Sheryl Sandberg called the Netflix Culture Deck possibly “the most important document ever to come out of the Valley.” For my part, I dig it, and I think it’s a powerful draw to potential employees. So when Adrian Cockroft was tweeting about #netflixculture with gems from the deck, I sent him a tongue-in-cheek DM saying “Hey! If you keep doing that you’ll make it impossible for the rest of us to hire good people!” His sensible reply was, “If it’s good, why aren’t more people copying?” This is an excellent question, and I’ve been trying to formulate a good concise answer. That’s been really hard, so I’m going to start with what I like about it.
There’s a lot to digest in the deck, so here’s my summary:
- Field the best team that you can
- Give the people on that team the freedom (and responsibility) to get shit done
The second bullet really resonates with me. My philosophy on management can be summed up in one word: “empowerment.” The Netflix formula is essentially the same as mine: give people the context they need to understand the problems that need to be solved, give them the resources to solve those problems, and then get out of their way. This is not a new or revolutionary idea. I developed a lot of my ideas from reading the literature on self-directed or high-performing work teams that was popular in the 80s. Netflix is applying a lot of these same essential ideas.
So let’s get back to Adrian’s question. Why don’t more people do this?

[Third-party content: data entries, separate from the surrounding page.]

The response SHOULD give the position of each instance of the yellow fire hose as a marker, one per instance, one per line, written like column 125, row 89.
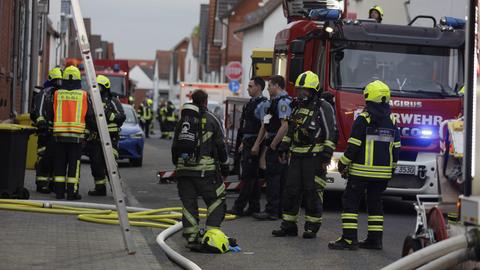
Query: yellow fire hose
column 156, row 218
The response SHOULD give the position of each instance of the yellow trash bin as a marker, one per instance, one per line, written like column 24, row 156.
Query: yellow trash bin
column 24, row 119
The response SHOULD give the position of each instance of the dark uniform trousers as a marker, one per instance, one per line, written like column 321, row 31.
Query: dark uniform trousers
column 67, row 165
column 251, row 190
column 356, row 188
column 212, row 190
column 305, row 181
column 275, row 178
column 44, row 167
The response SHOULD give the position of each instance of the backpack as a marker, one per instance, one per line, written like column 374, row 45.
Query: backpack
column 189, row 136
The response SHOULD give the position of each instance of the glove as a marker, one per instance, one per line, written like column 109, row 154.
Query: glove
column 343, row 170
column 225, row 170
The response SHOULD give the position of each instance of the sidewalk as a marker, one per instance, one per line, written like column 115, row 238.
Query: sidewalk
column 49, row 241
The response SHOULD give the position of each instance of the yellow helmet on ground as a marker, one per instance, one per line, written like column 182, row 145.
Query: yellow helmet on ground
column 72, row 73
column 104, row 81
column 309, row 80
column 377, row 92
column 55, row 73
column 216, row 240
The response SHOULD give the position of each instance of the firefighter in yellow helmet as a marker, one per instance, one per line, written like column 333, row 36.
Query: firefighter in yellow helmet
column 115, row 117
column 44, row 166
column 310, row 141
column 368, row 162
column 70, row 113
column 376, row 13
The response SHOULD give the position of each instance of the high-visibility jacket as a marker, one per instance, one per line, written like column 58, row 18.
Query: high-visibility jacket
column 372, row 151
column 69, row 108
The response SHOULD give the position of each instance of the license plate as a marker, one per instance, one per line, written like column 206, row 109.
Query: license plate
column 405, row 169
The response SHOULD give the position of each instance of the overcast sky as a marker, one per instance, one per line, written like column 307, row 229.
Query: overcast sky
column 140, row 27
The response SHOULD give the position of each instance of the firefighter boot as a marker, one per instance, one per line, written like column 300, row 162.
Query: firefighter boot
column 59, row 190
column 286, row 229
column 100, row 190
column 343, row 244
column 72, row 192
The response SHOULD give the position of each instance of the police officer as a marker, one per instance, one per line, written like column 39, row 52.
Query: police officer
column 146, row 116
column 199, row 176
column 376, row 13
column 274, row 127
column 70, row 113
column 311, row 141
column 250, row 124
column 115, row 117
column 44, row 166
column 369, row 161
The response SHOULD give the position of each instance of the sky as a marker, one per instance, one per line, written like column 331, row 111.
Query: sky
column 140, row 27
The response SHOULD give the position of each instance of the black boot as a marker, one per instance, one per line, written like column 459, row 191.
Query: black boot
column 59, row 191
column 100, row 190
column 72, row 193
column 371, row 243
column 343, row 244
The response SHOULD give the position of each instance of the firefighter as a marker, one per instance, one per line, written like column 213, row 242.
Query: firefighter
column 71, row 112
column 200, row 155
column 274, row 127
column 146, row 116
column 168, row 125
column 250, row 123
column 368, row 162
column 44, row 166
column 311, row 141
column 376, row 13
column 115, row 117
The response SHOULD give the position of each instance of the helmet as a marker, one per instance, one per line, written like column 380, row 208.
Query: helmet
column 377, row 92
column 72, row 73
column 309, row 80
column 104, row 81
column 216, row 240
column 55, row 73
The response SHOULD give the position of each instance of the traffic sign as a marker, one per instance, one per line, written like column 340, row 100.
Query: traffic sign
column 234, row 86
column 233, row 71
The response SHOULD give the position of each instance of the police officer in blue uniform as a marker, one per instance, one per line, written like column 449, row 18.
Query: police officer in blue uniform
column 274, row 128
column 250, row 124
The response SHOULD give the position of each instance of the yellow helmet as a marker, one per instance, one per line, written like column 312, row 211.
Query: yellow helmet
column 55, row 73
column 377, row 92
column 378, row 9
column 72, row 73
column 216, row 240
column 104, row 81
column 309, row 80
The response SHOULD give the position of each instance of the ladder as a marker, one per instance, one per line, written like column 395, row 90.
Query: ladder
column 94, row 92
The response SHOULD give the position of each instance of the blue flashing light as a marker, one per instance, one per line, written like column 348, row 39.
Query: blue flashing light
column 325, row 14
column 455, row 23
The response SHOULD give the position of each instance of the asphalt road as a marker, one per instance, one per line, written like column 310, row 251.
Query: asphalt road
column 259, row 249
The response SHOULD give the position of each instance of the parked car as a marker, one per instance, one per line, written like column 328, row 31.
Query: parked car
column 132, row 138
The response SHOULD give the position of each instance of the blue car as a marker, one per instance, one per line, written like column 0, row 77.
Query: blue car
column 132, row 138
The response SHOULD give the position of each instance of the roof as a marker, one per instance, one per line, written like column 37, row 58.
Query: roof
column 164, row 62
column 258, row 16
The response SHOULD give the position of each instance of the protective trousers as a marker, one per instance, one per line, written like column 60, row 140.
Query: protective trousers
column 44, row 167
column 275, row 177
column 66, row 167
column 305, row 181
column 212, row 191
column 356, row 188
column 251, row 190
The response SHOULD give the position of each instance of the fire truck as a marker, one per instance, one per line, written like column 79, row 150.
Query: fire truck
column 115, row 70
column 422, row 65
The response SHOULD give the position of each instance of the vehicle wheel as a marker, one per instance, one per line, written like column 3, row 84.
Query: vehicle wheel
column 410, row 245
column 136, row 162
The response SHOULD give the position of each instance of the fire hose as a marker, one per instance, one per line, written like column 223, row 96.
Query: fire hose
column 163, row 218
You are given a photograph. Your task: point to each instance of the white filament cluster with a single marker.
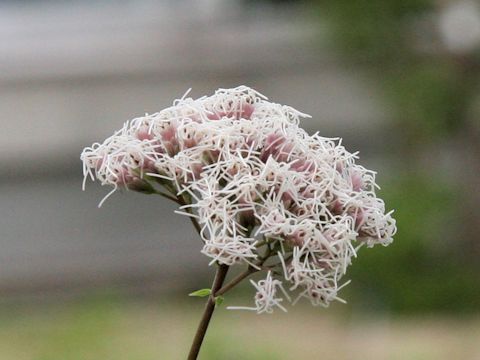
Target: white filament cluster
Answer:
(263, 190)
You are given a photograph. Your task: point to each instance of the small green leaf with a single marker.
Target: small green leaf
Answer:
(201, 293)
(219, 300)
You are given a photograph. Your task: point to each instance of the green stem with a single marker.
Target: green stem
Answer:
(208, 312)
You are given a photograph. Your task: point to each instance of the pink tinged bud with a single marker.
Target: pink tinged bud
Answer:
(357, 181)
(297, 238)
(214, 116)
(336, 207)
(247, 111)
(169, 134)
(302, 165)
(169, 139)
(359, 216)
(197, 169)
(143, 134)
(287, 198)
(272, 144)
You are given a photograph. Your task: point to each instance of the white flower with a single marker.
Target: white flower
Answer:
(259, 186)
(266, 297)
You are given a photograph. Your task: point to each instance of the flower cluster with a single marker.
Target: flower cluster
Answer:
(263, 191)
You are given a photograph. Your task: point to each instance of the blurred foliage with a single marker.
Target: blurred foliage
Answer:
(120, 328)
(420, 271)
(430, 91)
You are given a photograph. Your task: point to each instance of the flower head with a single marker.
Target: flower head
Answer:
(263, 190)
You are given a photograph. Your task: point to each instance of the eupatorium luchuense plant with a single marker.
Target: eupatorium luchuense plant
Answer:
(261, 192)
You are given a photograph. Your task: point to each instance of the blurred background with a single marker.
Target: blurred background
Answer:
(397, 79)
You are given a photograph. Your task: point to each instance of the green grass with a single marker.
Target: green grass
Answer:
(112, 328)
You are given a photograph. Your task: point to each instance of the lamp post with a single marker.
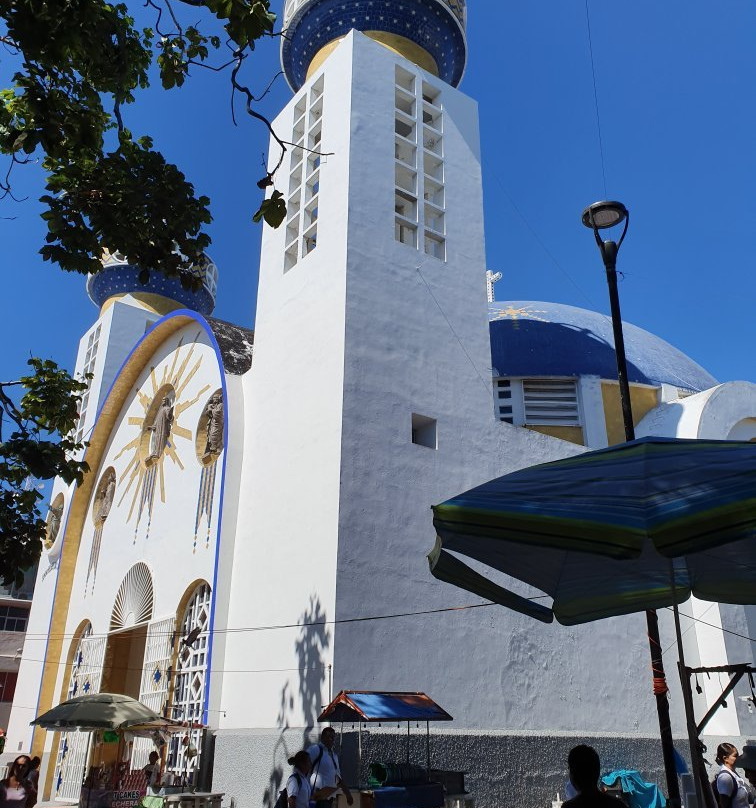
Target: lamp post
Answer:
(600, 216)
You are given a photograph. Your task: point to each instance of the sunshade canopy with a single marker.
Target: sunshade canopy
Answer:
(602, 532)
(97, 711)
(370, 705)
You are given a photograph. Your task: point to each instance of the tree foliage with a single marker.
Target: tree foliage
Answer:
(38, 415)
(81, 63)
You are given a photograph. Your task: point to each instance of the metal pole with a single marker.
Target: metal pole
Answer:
(609, 255)
(704, 797)
(427, 746)
(86, 768)
(359, 754)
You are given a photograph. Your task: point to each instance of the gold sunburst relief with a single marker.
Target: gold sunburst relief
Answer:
(159, 432)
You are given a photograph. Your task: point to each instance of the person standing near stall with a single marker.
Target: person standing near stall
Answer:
(729, 787)
(16, 791)
(326, 774)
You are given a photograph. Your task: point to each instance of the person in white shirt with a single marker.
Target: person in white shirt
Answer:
(325, 775)
(298, 788)
(731, 790)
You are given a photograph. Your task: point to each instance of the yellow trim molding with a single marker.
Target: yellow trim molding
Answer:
(394, 42)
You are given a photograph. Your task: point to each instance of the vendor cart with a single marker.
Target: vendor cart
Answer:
(398, 784)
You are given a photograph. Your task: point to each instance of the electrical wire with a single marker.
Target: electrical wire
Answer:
(595, 97)
(341, 621)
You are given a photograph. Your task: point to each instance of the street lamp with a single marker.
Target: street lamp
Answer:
(600, 216)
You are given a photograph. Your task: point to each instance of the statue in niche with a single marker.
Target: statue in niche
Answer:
(104, 499)
(53, 524)
(161, 428)
(215, 420)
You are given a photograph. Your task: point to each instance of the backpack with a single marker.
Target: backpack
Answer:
(283, 794)
(730, 797)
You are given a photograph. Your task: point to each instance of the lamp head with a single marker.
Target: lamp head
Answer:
(601, 215)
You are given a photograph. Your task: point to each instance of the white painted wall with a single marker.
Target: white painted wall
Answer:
(724, 412)
(287, 531)
(163, 542)
(121, 326)
(418, 341)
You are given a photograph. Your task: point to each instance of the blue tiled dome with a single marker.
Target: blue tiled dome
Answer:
(122, 278)
(434, 25)
(531, 338)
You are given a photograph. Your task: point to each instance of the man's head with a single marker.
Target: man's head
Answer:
(585, 767)
(328, 737)
(747, 761)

Freedom and Responsibility
Here’s my summary of these ideas from their deck:
- Focus on results
- Fix errors quickly, rather than preventing them
- Avoid rules and policies
Focus on Results
I think a lot of people actually do do this. This is the basis of the self-directed work teams I mentioned earlier. In the olden days this was referred to as “management by objectives.” More recently people are referring to this as a Results Only Work Environment (ROWE). I try to set my teams up this way, by using metrics like “deliver projects on time” and “have less than X minutes of downtime per quarter” rather than “generate Y lines of code per month” or “process Z tickets per week.” Of course, not everyone does this. Why not? The first and most obvious reason is that it’s harder to manage. Measuring the quantity of work done (or time spent) is easy. How many hours does someone work? How many tickets do they handle? How many times do they break the rules? It’s very easy to generate reports showing these numbers. Judging by real business-relevant results is much harder, both in definition and measurement. Another reason organizations don’t do this is that it requires competent people who already know how to get results. In this way, it aligns nicely with Netflix’ culture of hiring and keeping only the best performers, but not every organization can hire and keep the best performers (more on this later). Focusing on results also requires effective communication from the top down: about the vision, goals, and strategy – as well as transparent communication about the actual results obtained. This communication introduces overhead and has a cost in efficiency – there’s a reason the Marines don’t operate as a democracy. And finally, Focus on Results requires trust in both directions (up and down) as well.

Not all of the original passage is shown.